The neural mechanisms (and the characteristics of the physical plant of the arm and hand) that underlie the sigmoidal function shown in Fig. 3 are poorly understood. Nevertheless, by providing a quantitative model of the temporal coupling between the transport and grasp components of prehension, any manipulations of the variables contributing to this coupling can be more easily studied and evaluated.

Several models of prehension have been put forward, only some of which have incorporated the notion that the transport and grasp components are separable but coupled (Jeannerod 1984). Harris and Wolpert (1998) have put forward a minimum-variance account of how movement trajectories (including goal-directed arm movements) are selected. Their model, however, does not address how the grasp component is integrated with the arm movement. Hoff and Arbib (1993) have modeled how the two components of prehension are organized. They have proposed that a “preshape controller” determines the grasp component in conjunction with a “hand-closure controller”. Nevertheless, their model requires the postulation of additional constraints on how the two components are coupled. Mon-Williams and Tresilian (2001) have recently proposed a “rule of thumb” principle, in which they argue that the durational ratio of the opening and closing phases of grip aperture is proportional to the ratio of maximum grip aperture and the size of the goal object. This “rule of thumb” is simple and plausible, but predicts a time of maximum grip aperture that is much earlier than is typically observed in empirical studies. Smeets and Brenner (1999) do not deal with the temporal coupling of transport and grasp, but instead put forward a model that uses a minimum-jerk approach to predict how experimental variables such as object size, reaching velocity, fragility, and required accuracy influence the timing and amplitude of the maximum grip aperture. In their model, the thumb and index finger are treated as relatively independent effectors. Recently, Cuijpers et al. (2004) have studied the relation between object shape and grasping kinematics. One of their observations shows that the correlation coefficient of grip aperture has a linear relationship with respect to the percentage of movement distance. Because this study did not provide information about wrist velocity, it is impossible to infer the relationship between the correlation coefficient of grip aperture and movement duration.

To gain insight into the determinants of prehension, Meulenbroek et al. (2001) and Rosenbaum et al. (2001) have conducted computer simulations of grasping based upon their theory of posture-based motion planning, which hypothesizes that the planning of grasping movements entails constraints including obstacle avoidance and reducing movement-related effort. They reported that their simulations can accurately mimic the characteristics of the transport and grasp components of prehension that have been observed in earlier experimental studies, for example, the time course of grip aperture and wrist velocity during grasping movements. However, their simulations did not attest the temporal coupling between these components.
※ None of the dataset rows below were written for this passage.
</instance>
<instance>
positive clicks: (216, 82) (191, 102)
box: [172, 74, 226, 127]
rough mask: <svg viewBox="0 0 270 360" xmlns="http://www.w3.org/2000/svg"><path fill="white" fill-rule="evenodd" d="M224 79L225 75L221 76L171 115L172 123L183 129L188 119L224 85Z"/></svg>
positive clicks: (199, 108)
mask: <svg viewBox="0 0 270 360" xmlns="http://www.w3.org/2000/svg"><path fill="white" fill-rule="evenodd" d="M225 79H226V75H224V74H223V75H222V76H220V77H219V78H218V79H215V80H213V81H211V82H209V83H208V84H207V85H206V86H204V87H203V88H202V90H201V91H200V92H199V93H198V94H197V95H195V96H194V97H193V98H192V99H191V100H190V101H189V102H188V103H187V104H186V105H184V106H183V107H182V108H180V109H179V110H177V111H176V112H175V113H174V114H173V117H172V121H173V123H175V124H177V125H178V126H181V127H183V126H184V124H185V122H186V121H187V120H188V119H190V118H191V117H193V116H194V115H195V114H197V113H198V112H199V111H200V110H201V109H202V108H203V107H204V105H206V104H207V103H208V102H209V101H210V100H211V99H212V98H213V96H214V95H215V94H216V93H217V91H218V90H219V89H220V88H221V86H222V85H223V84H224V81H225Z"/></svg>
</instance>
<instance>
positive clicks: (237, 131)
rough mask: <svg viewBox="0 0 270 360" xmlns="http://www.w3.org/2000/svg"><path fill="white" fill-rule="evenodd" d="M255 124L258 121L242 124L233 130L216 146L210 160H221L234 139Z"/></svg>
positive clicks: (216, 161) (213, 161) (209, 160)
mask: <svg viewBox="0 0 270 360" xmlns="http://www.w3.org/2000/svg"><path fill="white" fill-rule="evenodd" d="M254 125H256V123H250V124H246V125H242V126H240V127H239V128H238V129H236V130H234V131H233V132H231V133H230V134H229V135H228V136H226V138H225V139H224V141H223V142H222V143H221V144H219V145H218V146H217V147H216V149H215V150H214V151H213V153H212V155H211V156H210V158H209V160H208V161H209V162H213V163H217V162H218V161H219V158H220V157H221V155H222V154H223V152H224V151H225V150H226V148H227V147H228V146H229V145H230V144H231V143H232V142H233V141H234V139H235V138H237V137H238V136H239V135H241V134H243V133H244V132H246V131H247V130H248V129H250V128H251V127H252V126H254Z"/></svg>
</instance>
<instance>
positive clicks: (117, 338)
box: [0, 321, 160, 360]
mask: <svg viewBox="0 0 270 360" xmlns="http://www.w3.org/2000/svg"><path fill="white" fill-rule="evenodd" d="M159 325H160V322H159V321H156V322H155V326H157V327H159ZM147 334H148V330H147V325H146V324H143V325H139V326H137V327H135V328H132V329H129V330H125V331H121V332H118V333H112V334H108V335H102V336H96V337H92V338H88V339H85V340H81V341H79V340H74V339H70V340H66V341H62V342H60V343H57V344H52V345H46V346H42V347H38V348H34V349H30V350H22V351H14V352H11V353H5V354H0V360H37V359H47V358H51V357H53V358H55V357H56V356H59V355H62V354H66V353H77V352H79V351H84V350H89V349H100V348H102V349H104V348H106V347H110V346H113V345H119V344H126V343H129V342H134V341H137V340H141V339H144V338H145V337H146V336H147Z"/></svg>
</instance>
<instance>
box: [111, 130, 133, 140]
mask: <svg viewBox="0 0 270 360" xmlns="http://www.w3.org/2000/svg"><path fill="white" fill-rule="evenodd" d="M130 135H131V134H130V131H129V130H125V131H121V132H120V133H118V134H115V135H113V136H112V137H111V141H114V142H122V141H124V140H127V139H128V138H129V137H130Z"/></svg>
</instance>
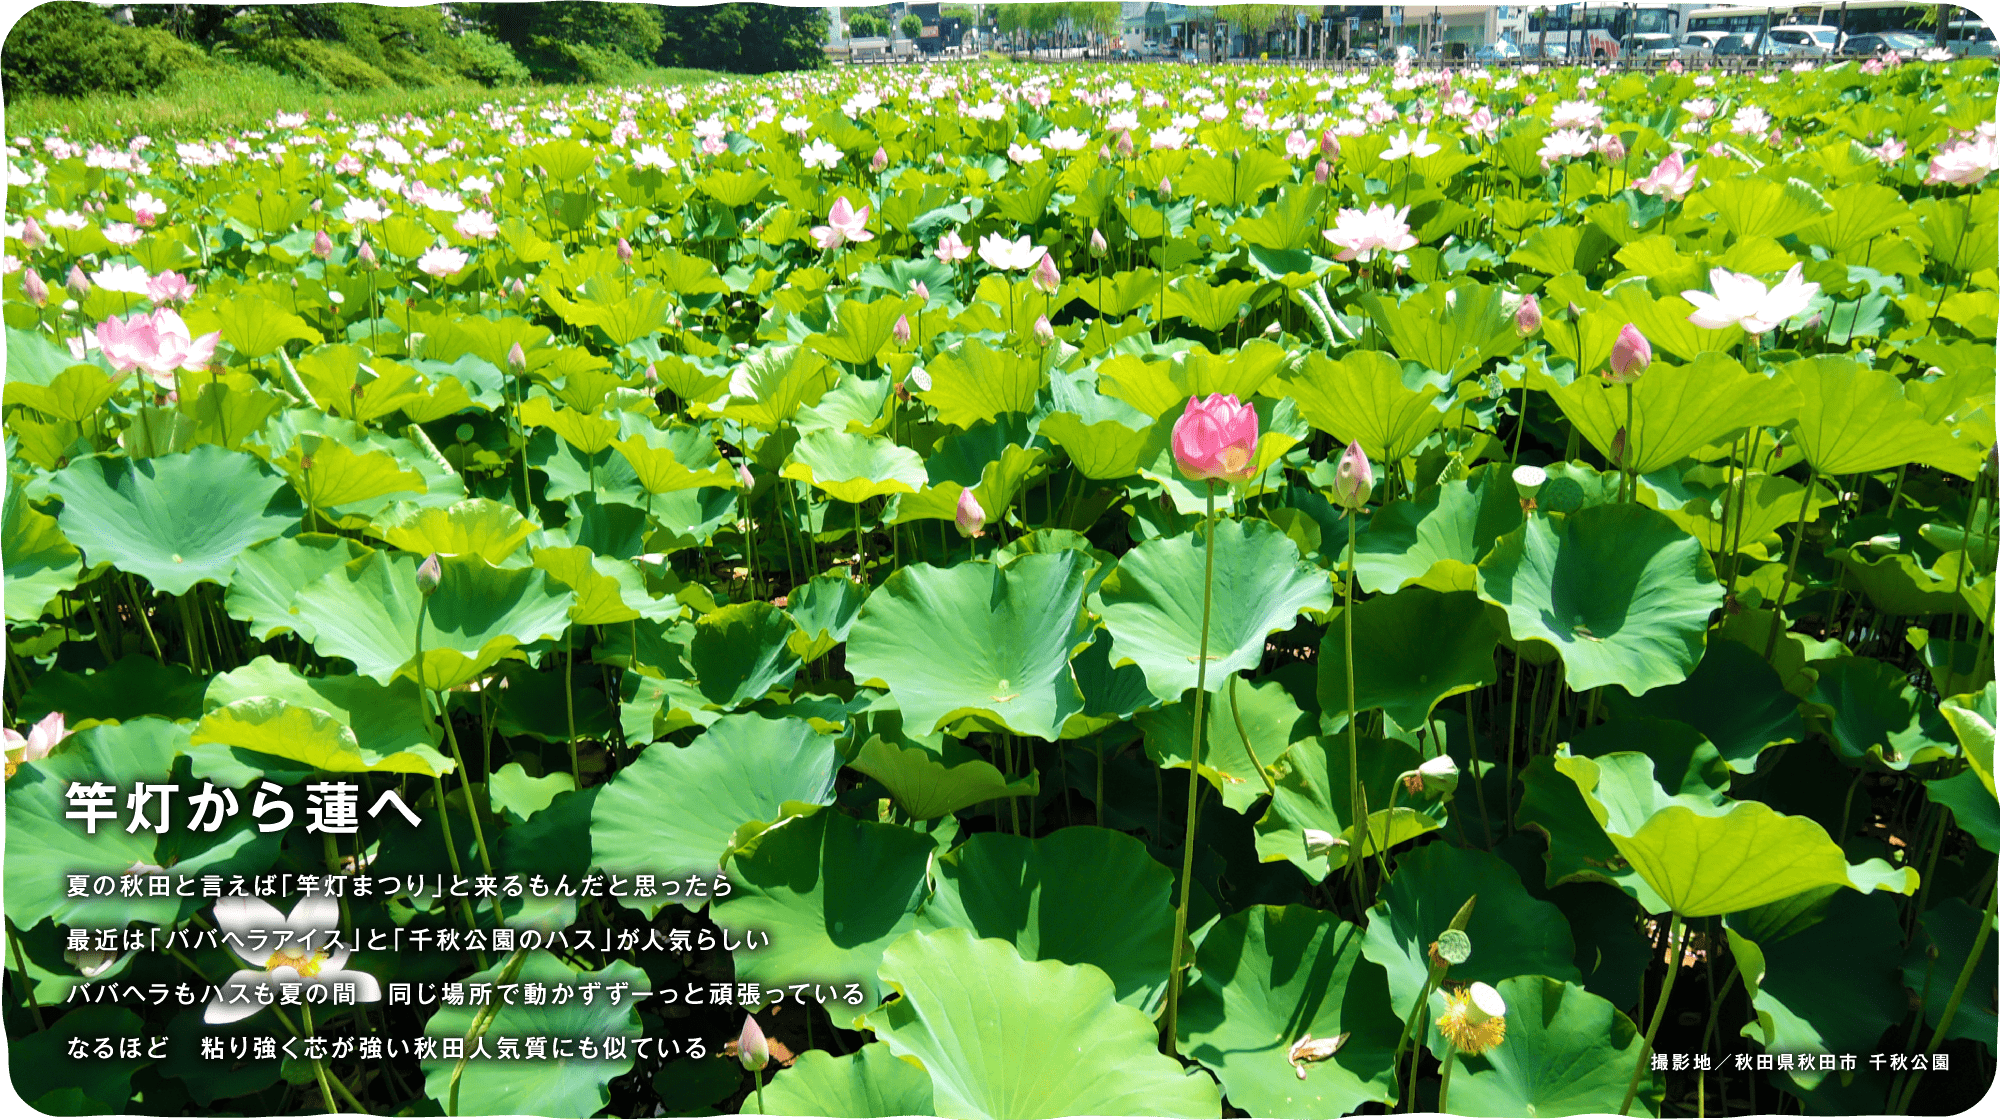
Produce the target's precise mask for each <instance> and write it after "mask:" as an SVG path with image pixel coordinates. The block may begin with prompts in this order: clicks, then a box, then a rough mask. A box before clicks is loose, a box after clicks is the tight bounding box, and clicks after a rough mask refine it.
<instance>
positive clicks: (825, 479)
mask: <svg viewBox="0 0 2000 1120" xmlns="http://www.w3.org/2000/svg"><path fill="white" fill-rule="evenodd" d="M782 476H784V478H798V480H800V482H808V484H812V486H818V488H820V490H826V494H828V496H832V498H838V500H842V502H862V500H866V498H878V496H882V494H914V492H918V490H922V488H924V486H926V484H928V482H930V476H928V474H924V458H922V456H918V454H916V452H912V450H910V448H904V446H896V444H892V442H888V440H886V438H882V436H860V434H850V432H834V430H822V432H814V434H810V436H806V438H802V440H798V446H796V448H792V456H790V460H786V466H784V470H782Z"/></svg>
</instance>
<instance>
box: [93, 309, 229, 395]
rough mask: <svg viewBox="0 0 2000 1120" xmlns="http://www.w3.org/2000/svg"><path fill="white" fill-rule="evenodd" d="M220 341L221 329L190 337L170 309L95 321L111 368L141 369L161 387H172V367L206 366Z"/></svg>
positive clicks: (139, 369)
mask: <svg viewBox="0 0 2000 1120" xmlns="http://www.w3.org/2000/svg"><path fill="white" fill-rule="evenodd" d="M220 340H222V332H220V330H210V332H208V334H204V336H200V338H192V336H190V332H188V324H186V322H182V320H180V316H178V314H174V312H172V310H170V308H154V310H152V312H150V314H132V316H128V318H126V320H124V322H120V320H118V318H116V316H112V318H108V320H104V322H100V324H98V348H100V350H104V358H106V360H108V362H110V364H112V368H114V370H118V372H126V370H134V368H138V370H144V372H146V374H148V376H150V378H152V380H156V382H158V384H160V386H162V388H172V386H174V370H186V372H196V370H200V368H204V366H208V362H210V360H212V358H214V356H216V342H220Z"/></svg>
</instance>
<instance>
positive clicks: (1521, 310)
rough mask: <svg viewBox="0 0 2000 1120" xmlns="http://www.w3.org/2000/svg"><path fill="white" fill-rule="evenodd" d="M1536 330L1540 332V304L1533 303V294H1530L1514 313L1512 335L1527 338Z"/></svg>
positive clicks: (1532, 333) (1541, 327)
mask: <svg viewBox="0 0 2000 1120" xmlns="http://www.w3.org/2000/svg"><path fill="white" fill-rule="evenodd" d="M1536 330H1542V304H1538V302H1534V294H1530V296H1528V298H1526V300H1522V302H1520V310H1518V312H1514V334H1518V336H1522V338H1528V336H1530V334H1534V332H1536Z"/></svg>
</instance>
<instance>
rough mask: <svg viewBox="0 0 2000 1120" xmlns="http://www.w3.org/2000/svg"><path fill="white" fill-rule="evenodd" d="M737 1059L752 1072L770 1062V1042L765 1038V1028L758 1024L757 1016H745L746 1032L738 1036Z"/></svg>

As discussed above, none of these models/theories can deal adequately with the observed temporal coupling between the transport and grasp components of prehension. One reason for this is that no one has experimentally examined in detail this type of coupling between the two components. The present study has shed some light on this issue. The sigmoidal function in Eq. 3 describes not only the correlation between grip aperture and object size during the entire duration of the reaching and grasping movement, but also the temporal coupling of the transport and grasp components. The critical parameter here is t p, the point in time where wrist velocity reaches its peak value. Thus, when the wrist velocity (transport component) reaches its peak value, the correlation between grip aperture (grasp component) and the size of the goal object is at half the value it achieves when the hand picks up the object.